Pero intentemos decir, ateniéndonos a la esencia, no a las circunstancias tauromáquicas que tan bien describieron los críticos especializados.
Creo que Manolo Vázquez le salió a esa tarde de tres toros con la infrecuente decisión de quien quiere acabar, de una vez por todas, con los fantasmas de miedo y muerte. Que intentó, desde los primeros capotazos, saltar la barrera de la razón para situarse en el éxtasis ‑torero o poético, como se prefiera‑ donde el artista sabe que está la única posibilidad de triunfo, donde se da el conocimiento más hondo.
Se trata de secretas barreras, de íntimos frenos.
Desde entonces, la razón y la prudencia quedaron a su servicio. El brazo y el cuerpo se encendieron en la extraña gracia del torero entregado, en el que la sapiencia de años queda imperceptiblemente hecha gesto, paso justo, ritmo.
El sombrío enfrentamiento hombre-fiera empezó a alumbrarse de gracia. La espesura de violencia y muerte fue abriéndose. La culminación en aquella increíble faena del tercer toro se produjo con la serie de ayudados por alto y, después, cuando se detuvo en aquellos derechazos y pases en redondo, girando, sin moverse, embarcando a la muerte‑toro en un ritmo de ballet quieto, de apariencia fácil y alegre.
El demonio de la lentitud lo gana. Es el arrojamiento hecho clama. El vértigo contenido en danza. Como todo clásico, Manolo Vázquez culmina el coraje en el disimulo, en el gesto pausado, en una elegancia lenta y profunda. El ímpetu de la bestia, la pulsión tanática y la astucia del hombre quedan absolutamente transformados por su arte.
Los protagonistas de la insensata y tal vez eterna guerra hombre‑naturaleza se enfrentan una vez más, pero como pocas veces se produce una resultante de belleza. El triunfo de la sensibilidad humana fue tal que todos (quizá también el mismo noble toro) sentimos que el animal estaba muerto antes de que le fuera clavada la espada.

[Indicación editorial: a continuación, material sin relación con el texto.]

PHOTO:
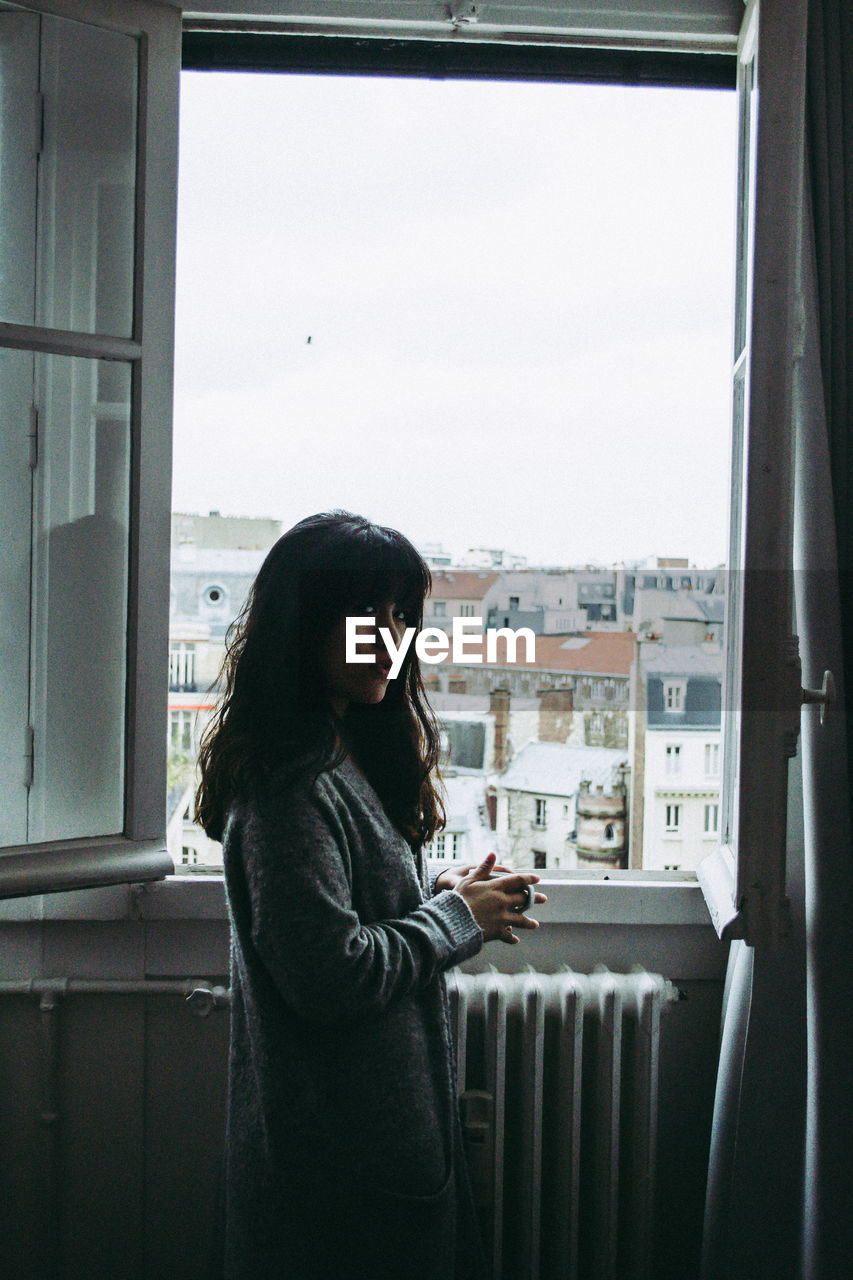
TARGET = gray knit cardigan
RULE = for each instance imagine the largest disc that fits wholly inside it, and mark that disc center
(343, 1146)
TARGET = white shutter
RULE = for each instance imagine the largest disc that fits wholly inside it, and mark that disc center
(744, 878)
(89, 113)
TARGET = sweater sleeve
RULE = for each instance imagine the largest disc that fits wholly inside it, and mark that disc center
(329, 967)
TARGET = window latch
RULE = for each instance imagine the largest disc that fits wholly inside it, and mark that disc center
(825, 696)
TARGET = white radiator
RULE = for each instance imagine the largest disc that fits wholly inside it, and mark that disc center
(557, 1080)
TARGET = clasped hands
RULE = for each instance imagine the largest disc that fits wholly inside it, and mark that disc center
(497, 901)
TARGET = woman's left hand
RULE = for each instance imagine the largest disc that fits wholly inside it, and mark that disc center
(450, 877)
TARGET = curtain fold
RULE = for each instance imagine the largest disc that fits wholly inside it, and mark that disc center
(797, 1008)
(825, 602)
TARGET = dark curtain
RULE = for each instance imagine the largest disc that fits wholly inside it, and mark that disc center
(829, 141)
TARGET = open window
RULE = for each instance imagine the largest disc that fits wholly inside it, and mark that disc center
(87, 192)
(86, 311)
(744, 877)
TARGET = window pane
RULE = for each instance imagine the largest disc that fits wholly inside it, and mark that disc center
(18, 163)
(87, 178)
(16, 411)
(80, 621)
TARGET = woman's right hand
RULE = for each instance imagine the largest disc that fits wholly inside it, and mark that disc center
(497, 904)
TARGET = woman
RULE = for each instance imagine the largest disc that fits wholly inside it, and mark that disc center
(343, 1147)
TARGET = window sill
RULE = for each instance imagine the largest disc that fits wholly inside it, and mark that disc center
(575, 897)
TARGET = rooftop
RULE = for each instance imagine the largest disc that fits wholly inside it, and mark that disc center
(557, 769)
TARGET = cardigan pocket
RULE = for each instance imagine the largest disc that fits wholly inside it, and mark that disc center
(410, 1235)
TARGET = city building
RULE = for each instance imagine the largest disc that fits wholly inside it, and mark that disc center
(537, 821)
(679, 772)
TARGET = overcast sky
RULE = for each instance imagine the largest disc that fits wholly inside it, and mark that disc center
(518, 300)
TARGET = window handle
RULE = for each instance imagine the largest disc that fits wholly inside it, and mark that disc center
(825, 695)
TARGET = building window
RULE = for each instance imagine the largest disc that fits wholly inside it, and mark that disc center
(182, 731)
(674, 691)
(182, 666)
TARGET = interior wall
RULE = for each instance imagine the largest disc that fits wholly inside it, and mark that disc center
(140, 1100)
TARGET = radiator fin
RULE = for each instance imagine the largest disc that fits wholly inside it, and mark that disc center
(557, 1082)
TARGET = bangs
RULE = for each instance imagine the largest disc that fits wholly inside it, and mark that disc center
(372, 566)
(381, 567)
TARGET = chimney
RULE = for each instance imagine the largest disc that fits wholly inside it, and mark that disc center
(500, 708)
(555, 714)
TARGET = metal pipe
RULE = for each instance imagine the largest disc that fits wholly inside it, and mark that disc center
(201, 996)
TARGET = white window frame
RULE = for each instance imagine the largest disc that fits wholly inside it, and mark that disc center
(138, 850)
(743, 880)
(735, 909)
(674, 696)
(711, 759)
(673, 817)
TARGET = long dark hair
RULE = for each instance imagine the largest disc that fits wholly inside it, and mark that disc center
(273, 720)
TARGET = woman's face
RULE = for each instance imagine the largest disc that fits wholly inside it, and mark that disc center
(363, 682)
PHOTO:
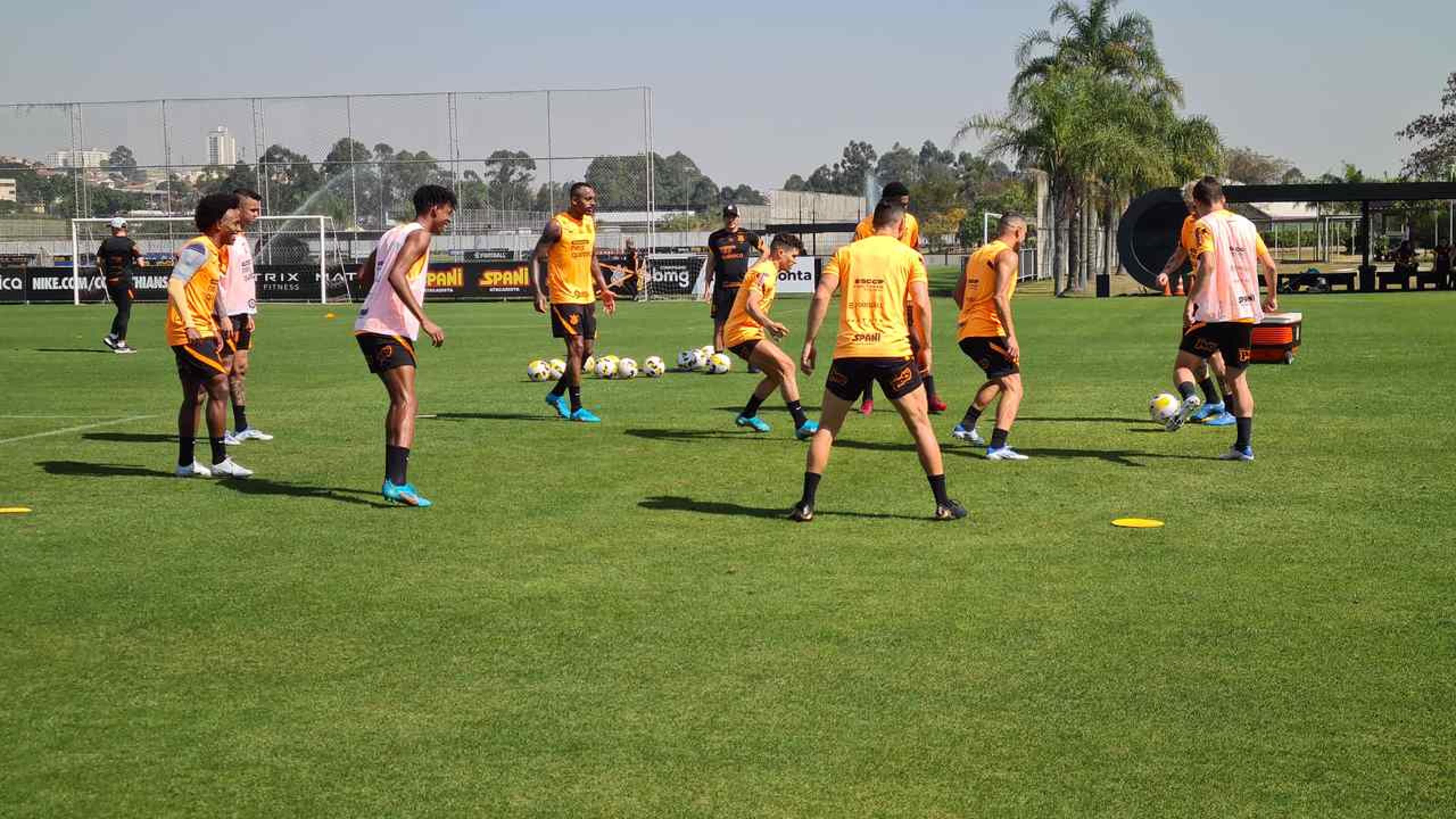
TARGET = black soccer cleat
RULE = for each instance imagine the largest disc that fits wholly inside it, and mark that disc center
(950, 511)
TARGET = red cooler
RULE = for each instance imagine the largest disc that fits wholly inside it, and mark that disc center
(1276, 339)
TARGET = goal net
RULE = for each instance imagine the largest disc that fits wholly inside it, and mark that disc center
(298, 259)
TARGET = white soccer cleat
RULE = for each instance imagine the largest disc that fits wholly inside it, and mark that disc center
(1005, 454)
(1186, 411)
(229, 470)
(194, 471)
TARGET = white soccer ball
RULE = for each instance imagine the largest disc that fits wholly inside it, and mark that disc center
(720, 363)
(1163, 407)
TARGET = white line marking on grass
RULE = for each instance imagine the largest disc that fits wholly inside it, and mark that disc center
(76, 429)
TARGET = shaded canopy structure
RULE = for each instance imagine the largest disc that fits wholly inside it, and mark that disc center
(1149, 231)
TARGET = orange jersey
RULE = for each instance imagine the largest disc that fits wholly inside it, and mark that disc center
(762, 279)
(874, 285)
(568, 266)
(200, 266)
(909, 232)
(979, 317)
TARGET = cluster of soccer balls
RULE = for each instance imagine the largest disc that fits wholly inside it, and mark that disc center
(603, 368)
(704, 361)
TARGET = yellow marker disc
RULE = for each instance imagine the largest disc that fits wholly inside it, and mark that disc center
(1138, 524)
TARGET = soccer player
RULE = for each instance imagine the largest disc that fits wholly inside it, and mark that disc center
(910, 237)
(724, 269)
(196, 327)
(117, 257)
(241, 299)
(875, 278)
(1213, 411)
(747, 333)
(391, 321)
(1222, 309)
(567, 271)
(989, 334)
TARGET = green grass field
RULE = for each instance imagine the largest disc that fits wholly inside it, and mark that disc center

Eran instantes. Todo era efímero, figuras en el espacio, imprecisión de comentarios o algo que queda para siempre en la retina y en la memoria del pueblo torero, todo desapareció en el aire.
La gloria
Después, la justa gloria de ese hombre que decía de manera tan enamorada adiós a su vida torera. Vida difícil de frustraciones y altibajos. El pequeño gran hombre Manolo Vázquez era llevado a hombros por una masa exaltada que, habiendo ido a los toros como siempre, salió como nunca: tocada por esos contenidos profundos que lleva la lidia desde hace milenios. Fiesta curiosa donde la muerte y el riesgo se vencen desde el máximo arrojamiento, y donde el horror y la violencia quedan transmutados en armonía.